Jesus wanted them to know that their question was wrong. It shouldn’t be, “Who is the greatest, meizon, but who is first, protos?” (9:35a). This was determinable.
“If anyone wants to be first, s/he will be last to everyone and a servant to everyone” (9:35b)
When they looked around and saw who was the last person to enter the house after serving all the others – by giving water to wash their feet – that person was the first. He would have been that person who ran ahead of the pack, gathered the water, and washed their feet one by one as they entered the house, and finally, he, too, washed his feet and came in. It wouldn’t have been Jesus, Peter, James, or John who would have entered the house first. Perhaps it was Nathanael or the other James, the not-so-well-known James, who entered the house last after serving everyone else. In reality, he was first.

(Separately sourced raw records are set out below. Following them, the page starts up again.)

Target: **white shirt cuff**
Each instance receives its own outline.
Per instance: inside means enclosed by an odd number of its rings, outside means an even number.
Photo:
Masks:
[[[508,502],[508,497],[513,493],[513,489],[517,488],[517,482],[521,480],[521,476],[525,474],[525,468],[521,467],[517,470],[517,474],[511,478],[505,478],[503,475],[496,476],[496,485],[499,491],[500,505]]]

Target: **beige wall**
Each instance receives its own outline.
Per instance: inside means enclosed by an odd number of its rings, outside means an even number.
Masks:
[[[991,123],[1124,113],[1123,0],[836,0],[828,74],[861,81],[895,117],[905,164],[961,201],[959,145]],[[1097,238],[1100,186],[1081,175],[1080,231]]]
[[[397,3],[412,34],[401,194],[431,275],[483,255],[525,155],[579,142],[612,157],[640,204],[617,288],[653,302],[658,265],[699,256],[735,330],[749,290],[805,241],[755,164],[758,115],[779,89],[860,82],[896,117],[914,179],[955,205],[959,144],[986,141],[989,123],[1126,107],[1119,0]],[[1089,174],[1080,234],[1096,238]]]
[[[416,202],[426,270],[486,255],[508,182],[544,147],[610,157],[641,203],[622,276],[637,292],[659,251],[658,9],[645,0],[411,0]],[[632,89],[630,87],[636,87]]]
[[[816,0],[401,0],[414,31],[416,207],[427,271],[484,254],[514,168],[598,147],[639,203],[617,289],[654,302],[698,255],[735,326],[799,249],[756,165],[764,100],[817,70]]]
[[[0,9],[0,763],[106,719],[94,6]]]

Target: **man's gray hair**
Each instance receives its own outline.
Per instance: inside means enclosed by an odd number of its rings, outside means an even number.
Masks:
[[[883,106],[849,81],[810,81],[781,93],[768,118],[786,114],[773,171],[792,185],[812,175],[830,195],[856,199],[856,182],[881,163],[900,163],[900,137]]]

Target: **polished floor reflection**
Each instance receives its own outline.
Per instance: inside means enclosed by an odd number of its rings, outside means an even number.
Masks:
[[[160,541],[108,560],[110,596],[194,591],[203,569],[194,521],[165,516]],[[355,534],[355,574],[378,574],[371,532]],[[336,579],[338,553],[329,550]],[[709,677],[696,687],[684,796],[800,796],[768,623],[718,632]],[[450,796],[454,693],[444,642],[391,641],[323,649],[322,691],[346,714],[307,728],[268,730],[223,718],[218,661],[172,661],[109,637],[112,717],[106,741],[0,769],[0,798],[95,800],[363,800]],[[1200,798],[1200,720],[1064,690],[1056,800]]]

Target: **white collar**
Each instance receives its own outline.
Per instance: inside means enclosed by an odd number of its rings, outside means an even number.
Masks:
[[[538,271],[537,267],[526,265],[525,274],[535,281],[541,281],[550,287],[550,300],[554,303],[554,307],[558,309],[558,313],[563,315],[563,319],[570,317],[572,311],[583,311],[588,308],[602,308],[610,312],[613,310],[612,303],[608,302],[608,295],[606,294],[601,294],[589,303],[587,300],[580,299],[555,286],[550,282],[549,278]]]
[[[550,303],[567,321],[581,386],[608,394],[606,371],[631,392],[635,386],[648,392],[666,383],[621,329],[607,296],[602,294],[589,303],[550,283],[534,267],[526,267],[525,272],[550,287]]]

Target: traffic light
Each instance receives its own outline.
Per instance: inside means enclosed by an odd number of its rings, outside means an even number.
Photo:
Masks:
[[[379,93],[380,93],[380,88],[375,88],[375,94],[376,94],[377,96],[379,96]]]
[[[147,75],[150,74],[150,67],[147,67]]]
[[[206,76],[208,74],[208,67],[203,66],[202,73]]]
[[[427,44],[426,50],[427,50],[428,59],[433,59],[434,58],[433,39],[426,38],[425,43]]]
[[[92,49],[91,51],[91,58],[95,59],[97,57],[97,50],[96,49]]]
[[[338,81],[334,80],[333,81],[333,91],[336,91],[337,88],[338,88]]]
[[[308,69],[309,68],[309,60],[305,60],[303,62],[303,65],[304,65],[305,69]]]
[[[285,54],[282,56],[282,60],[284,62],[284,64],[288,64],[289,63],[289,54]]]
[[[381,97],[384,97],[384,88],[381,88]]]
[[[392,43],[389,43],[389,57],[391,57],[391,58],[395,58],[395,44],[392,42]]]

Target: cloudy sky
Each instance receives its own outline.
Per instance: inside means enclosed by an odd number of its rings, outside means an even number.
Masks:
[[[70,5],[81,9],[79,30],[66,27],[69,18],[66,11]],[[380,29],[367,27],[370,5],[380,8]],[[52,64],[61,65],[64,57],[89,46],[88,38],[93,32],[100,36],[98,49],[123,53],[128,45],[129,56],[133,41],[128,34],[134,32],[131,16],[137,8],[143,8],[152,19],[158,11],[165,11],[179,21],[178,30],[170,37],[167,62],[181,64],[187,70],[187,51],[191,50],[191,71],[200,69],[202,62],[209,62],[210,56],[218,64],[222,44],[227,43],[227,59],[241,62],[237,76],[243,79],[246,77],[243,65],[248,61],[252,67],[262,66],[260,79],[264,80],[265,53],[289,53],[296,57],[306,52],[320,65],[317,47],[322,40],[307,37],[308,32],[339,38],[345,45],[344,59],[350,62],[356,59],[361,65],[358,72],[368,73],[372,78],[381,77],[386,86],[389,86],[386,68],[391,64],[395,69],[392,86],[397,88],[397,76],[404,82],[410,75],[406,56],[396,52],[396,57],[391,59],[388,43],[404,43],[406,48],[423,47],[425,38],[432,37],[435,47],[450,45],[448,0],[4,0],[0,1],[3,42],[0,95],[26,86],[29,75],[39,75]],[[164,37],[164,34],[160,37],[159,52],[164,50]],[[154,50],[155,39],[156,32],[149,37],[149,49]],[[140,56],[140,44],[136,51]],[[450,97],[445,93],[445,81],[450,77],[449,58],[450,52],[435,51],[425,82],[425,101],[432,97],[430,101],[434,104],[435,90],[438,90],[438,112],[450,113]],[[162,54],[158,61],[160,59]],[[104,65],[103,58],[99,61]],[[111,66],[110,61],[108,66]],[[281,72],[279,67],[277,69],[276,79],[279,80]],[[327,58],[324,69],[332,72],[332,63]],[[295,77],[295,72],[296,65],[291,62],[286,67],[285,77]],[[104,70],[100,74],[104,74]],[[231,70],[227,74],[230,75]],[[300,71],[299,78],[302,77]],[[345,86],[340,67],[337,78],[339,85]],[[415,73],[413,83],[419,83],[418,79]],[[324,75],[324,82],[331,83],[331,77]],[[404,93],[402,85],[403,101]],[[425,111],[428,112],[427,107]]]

As good as being first was, that was not the right question either. To demonstrate the right question, Jesus gave an object lesson: he took a child, placed him in their midst, picked him/her up in his arms, and said:
“Whoever accepts one of these children in my name, that one accepts me. And whoever accepts me, not only accepts me but the one who sent me.” (9:37)
The true question wasn’t “Who’s the greatest?” or “Who is the first?” But “Who accepts the unacceptable?” Somehow, as they entered the house, the children were in the periphery, not their midst. But Jesus brought one of them, stood him/her right in the middle of the disciples, and carried that child in his arms as a sign of his acceptance. When the disciples learned to make those in the periphery, like the children, the center of their lives, they had the right question and answer – they accepted Jesus and Father who sent him. Instead of being self-focused, they became others-focused. They served others. They accepted those they didn’t usually accept and made them the center of their lives.
We may be too humble to ask, “Am I the greatest?” or “Am I the first?” But we center our lives around us, “me.” We sing, “Make me a servant.” “I want to serve you, Lord.” “I am your servant.” We forget how we-focused we are. We are still after the greatest and first, even though we don’t think we are. The Lord Jesus gave a simple formula to be one who accepts him and the Father: accept the person we find the hardest to accept, whether a race, color, people group, or simply a neighbor, classmate, churchmate, or enemy!